One good reason to have a preamp separate from your amplifier is for recording purposes. Most studio setups will have a rack-mounted preamp selection, which may consist of an entire array of preamp devices that the sound-engineer will tailor for you.
A preamp pedal is similar but allows for foot-operation which, when independently recording, gives you the opportunity to switch from clean to dirty in a hands-free manner.
If you rely on your amp, you'll have to record with a mic from your amp, or it will need it's own direct out, which some don't provide as cleanly as a dedicated DI box does with its ground-lifting.
In live-situations, it's preferable to have bass directly out-putted through the system. Some bass amps are too hot for the mixer, and this is the main reason that the DI box became vital. For many professional venues, the techies will insist you have one.
Preamp pedals consider all of these needs and pack them into one efficient box.
What to Look For in a Bass Preamp Pedal?
They were created to give a passive instrument a necessary boost, but if you have active circuitry in your bass then you'll need one which can effectively cope with this, or you will generate some undesirable noise.

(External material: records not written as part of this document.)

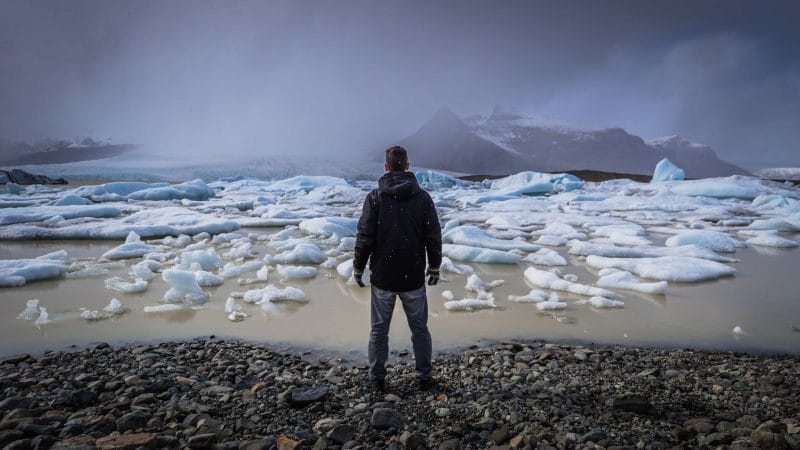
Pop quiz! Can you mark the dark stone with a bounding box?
[612,395,655,414]
[0,397,36,412]
[116,411,149,433]
[327,424,356,445]
[288,385,330,407]
[371,408,406,430]
[400,431,425,450]
[491,425,509,445]
[186,433,217,449]
[0,430,25,447]
[580,428,606,443]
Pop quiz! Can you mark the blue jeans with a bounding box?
[368,285,432,380]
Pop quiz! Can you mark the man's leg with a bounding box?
[368,286,397,381]
[398,286,433,380]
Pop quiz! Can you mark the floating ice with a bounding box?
[105,277,147,294]
[650,158,686,183]
[244,284,308,304]
[597,269,667,294]
[589,296,625,308]
[17,298,39,320]
[444,294,497,312]
[442,225,540,252]
[0,205,122,225]
[219,261,262,278]
[586,255,736,283]
[524,267,617,298]
[127,179,216,201]
[440,256,474,275]
[746,232,797,248]
[522,248,567,266]
[53,195,92,206]
[33,306,50,327]
[161,269,208,303]
[102,231,162,259]
[270,243,327,264]
[536,292,567,311]
[442,244,520,264]
[508,289,547,303]
[300,217,358,239]
[464,273,505,293]
[0,258,67,287]
[664,230,740,253]
[277,264,317,280]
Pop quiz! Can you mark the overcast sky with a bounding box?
[0,0,800,167]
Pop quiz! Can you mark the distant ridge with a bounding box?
[400,107,749,178]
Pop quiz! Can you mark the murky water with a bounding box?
[0,230,800,355]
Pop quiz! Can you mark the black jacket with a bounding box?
[353,172,442,292]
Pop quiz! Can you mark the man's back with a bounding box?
[353,171,442,292]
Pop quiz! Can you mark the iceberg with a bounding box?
[589,297,625,308]
[586,255,736,282]
[105,277,147,294]
[442,225,541,252]
[664,230,741,253]
[596,271,667,294]
[277,264,317,280]
[508,289,547,303]
[650,158,686,183]
[17,298,39,321]
[0,258,67,287]
[102,231,162,259]
[442,244,520,264]
[524,267,617,298]
[161,269,208,303]
[127,179,216,201]
[299,217,358,239]
[270,242,328,264]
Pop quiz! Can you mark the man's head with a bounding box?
[383,145,408,172]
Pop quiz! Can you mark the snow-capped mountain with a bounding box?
[756,167,800,181]
[401,107,747,178]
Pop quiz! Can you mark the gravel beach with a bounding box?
[0,339,800,449]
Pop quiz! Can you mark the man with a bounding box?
[353,147,442,392]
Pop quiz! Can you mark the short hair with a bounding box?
[386,145,408,172]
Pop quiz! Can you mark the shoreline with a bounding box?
[0,337,800,449]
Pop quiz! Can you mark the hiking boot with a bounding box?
[417,378,436,391]
[369,380,386,394]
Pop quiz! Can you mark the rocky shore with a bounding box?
[0,339,800,449]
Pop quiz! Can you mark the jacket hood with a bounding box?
[378,171,420,200]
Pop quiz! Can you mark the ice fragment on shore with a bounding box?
[586,255,736,282]
[105,277,147,294]
[589,296,625,308]
[664,230,741,253]
[269,242,327,264]
[161,269,208,303]
[508,289,547,303]
[522,248,567,266]
[442,225,540,252]
[17,298,39,320]
[442,244,520,264]
[536,292,567,311]
[524,267,617,298]
[597,269,667,294]
[440,256,474,275]
[102,231,162,259]
[464,273,505,293]
[277,264,317,280]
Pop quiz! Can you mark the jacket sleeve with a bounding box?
[353,191,378,272]
[423,192,442,268]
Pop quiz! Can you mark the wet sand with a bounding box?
[0,229,800,355]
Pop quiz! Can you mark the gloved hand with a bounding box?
[425,267,439,286]
[353,270,364,287]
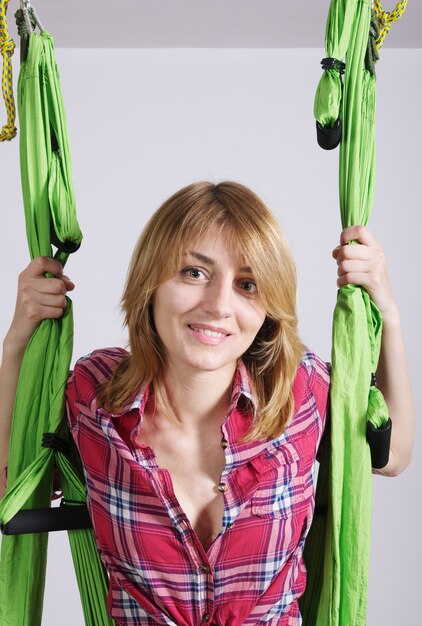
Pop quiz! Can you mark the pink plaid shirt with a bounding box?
[67,348,330,626]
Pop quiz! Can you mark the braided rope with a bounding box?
[0,0,16,141]
[374,0,408,52]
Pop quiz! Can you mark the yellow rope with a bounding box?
[0,0,16,141]
[374,0,407,52]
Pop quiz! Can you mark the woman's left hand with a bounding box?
[332,225,397,318]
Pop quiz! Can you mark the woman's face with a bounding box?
[153,233,266,372]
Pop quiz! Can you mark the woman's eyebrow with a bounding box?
[183,252,252,274]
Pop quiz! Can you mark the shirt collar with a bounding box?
[110,358,257,417]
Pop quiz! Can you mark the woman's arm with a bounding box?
[333,226,415,476]
[0,257,74,499]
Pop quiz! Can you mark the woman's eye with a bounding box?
[180,267,203,278]
[240,280,256,293]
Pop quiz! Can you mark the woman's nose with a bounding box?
[203,279,233,319]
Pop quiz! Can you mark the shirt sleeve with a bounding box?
[311,359,331,462]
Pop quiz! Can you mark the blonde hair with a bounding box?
[97,181,305,442]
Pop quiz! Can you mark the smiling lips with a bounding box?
[189,324,230,337]
[188,324,231,346]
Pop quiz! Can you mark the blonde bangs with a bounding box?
[97,181,305,442]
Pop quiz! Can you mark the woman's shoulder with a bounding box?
[299,349,331,385]
[70,347,129,384]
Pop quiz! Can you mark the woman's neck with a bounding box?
[159,365,235,431]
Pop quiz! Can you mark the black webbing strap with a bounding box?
[1,499,92,535]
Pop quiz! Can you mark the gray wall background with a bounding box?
[0,49,422,626]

It's sensible to find one with a ground-lift switch that offers separate clean and distortion channels and, ideally, you want a parallel output for optimal functionality.
As it's going to be trodden-on, durability is a key factor. The switches themselves should be very hardy, as they will receive the most wear and tear.
As for the EQ and tone shaping on-board, it's down to the genres you play. First and foremost, you're just looking for a sufficient signal boost and the signal matching of the DI capabilities.
If you play heavily you may want a pedal that offers a refined set of drive and blend options to give you more to get creative with.
There will never be a definitive answer to settle the EQ on a preamp pedal argument; it either suits you or it doesn't.
We hope you're swayed by what you've seen today! If not, there is a range on the market and they each have their merits.
Having a decent preamp pedal can make a big difference. Having a DI box is pretty crucial to the quality of your playing, ensuring that the signal output matches the rest of the equipment.
So why not get a 2-for-1 and have the option of playing around with your preamp sound anyway? We have highlighted a few fine examples and hope our short but informative guide will have clarified some of your FAQs.
You ought to opt for a parallel output preamp pedal which allows you to bypass your amps integrated preamp section to help control interference.
Did you Know
Most people consider the EQ on their amplifier a preamp, but in actuality, a preamp boils down to the literal definition of its terminology. It's a device that raises the initial level of the instrument's electrical signal until it's at a line-level worthy volume.